When your lifting essentially plateaus, or sees very minor increases, switch to maintenance. If cycling is your priority.
It is my experience that two heavy lifting sessions per week and many hours of structured riding is generally too difficult to fully recover from. Particularly, for amateurs with full time jobs. Even professional cyclists drop to 1x strength sessions in season.
Some push it out to one session every 14 days. I personally think that a single full body session should always be included, for any cyclist.
Cycling alone is not ideal for all round health.
This single full body resistance session will go a long way to keeping you injury free and a far more robust athlete.
I agree, once/week full body session. At Age 68, my lifts fall between all rounder and sprinter on Coach Chad’s Chart. I do one body weight core session and one total body lifting session/week. In the past, I’ve done it on its own day, and zone 2 the next day as my legs recover from squats or deadlift. I’m going to try it after a 1 hr zone 2 session this winter.
Thanks for your replies. I’m slightly saddened by the lack of dogmatism though. I wanted to hear the extreme ends :).
As for what I’ll do, this be my plan:
Reduce gym intensity to allow for more bike intensity. Going to aim for 2x6 @ 90kg squats and 120kg deads each session. 2 reps is low enough to not cause to much fatigue I hope. Might even reduce the weights more, but there’s a vanity aspect to consider.

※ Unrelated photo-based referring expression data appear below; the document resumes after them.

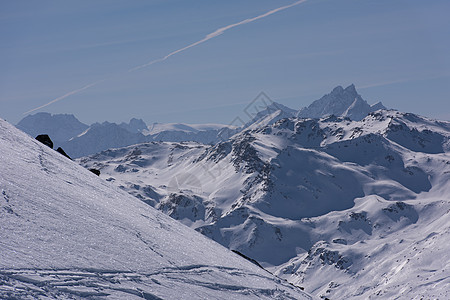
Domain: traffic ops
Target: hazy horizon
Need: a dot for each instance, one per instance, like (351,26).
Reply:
(203,62)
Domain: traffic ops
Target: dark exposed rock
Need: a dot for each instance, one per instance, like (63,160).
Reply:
(45,139)
(60,150)
(95,171)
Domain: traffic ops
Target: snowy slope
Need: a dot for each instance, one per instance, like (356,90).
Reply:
(99,137)
(156,128)
(67,234)
(349,209)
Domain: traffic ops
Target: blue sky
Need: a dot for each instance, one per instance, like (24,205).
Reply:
(397,52)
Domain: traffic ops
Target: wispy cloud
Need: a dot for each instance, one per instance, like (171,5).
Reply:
(208,37)
(217,33)
(401,80)
(65,96)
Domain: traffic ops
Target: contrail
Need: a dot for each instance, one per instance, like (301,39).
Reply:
(212,35)
(216,34)
(65,96)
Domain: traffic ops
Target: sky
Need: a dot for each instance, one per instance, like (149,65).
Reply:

Edit: might do even less, 1 day with above and 1/2 day with other stuff.
Reduce gym frequency to allow for longer cycling sessions, probably will end up at 1.5/week.

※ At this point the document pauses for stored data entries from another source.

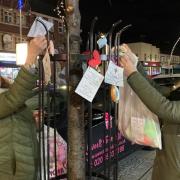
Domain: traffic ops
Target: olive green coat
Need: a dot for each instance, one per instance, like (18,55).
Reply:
(18,150)
(167,161)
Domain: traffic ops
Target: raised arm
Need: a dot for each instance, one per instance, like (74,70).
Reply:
(21,90)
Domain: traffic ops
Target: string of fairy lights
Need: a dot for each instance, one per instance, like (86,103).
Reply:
(60,11)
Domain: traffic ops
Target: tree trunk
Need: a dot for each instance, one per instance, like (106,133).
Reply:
(76,134)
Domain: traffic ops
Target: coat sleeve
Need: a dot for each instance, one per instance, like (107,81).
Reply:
(20,91)
(165,91)
(167,110)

More stretching and boring accessory work at the gym.
Switch training times so that cycling in the morning and gym in the afternoon.
There is probably still time (assuming European seasons) for you to put a 4-6week power cycle into your lifting, and this is because you are too early in the season for too much bike intensity.
But I would advise against all these wanky ‘do a backflip holding a kettlebell onto a wobble board’ things you see pros doing for youtube. Just switch your squat to an explosive squat - box squats would be an easy and safe way to do it, and your deadlift to a power or Olympic clean (if you have the technique to do this).
Similar actually good power production exercises would be single leg or double leg broad jumps - hop off box onto floor and immediately explode). Keep this low rep high rest - 33 or 53.
The other option would be to do a single leg cycle (reverse lunges, single leg press, Bulgarians etc).
When you go into maintainable - think about it like a taper - so focus on the total number of repssets for your legs. So 62 Vs 3*3, limit leg accessory work.
Stretching is proven to be mostly a waste of time, but mobility work (different ) is good. I personally think that yoga hits all of the prehab/accessory/mobility needs anyone might have.
I posted this somewhere before a couple years ago … but I developed my own baseline for on the bike strength that other seemed to appreciate. This really doesn’t include lower body stuff, but I thought I’d post it here.
They are as follows:
** Be able to do 50 push-ups without stopping
** Be able to hold a plank for 2 minutes without resting
** Be able to do 15 overhand pull-ups without stopping (10 is probably fine, though)
** Be able to sit straight-legged and touch your toes and hold for 3 seconds
I don’t lift with heavy weights for my lower body any longer (squats, deadlifts) and do mostly kettle-bell workouts and explosive lunges. I don’t have a base-line for those … but I will tell everyone to approach walking lunges with care – the strain on our underutilized glutes and hamstrings is extreme without adequate build up.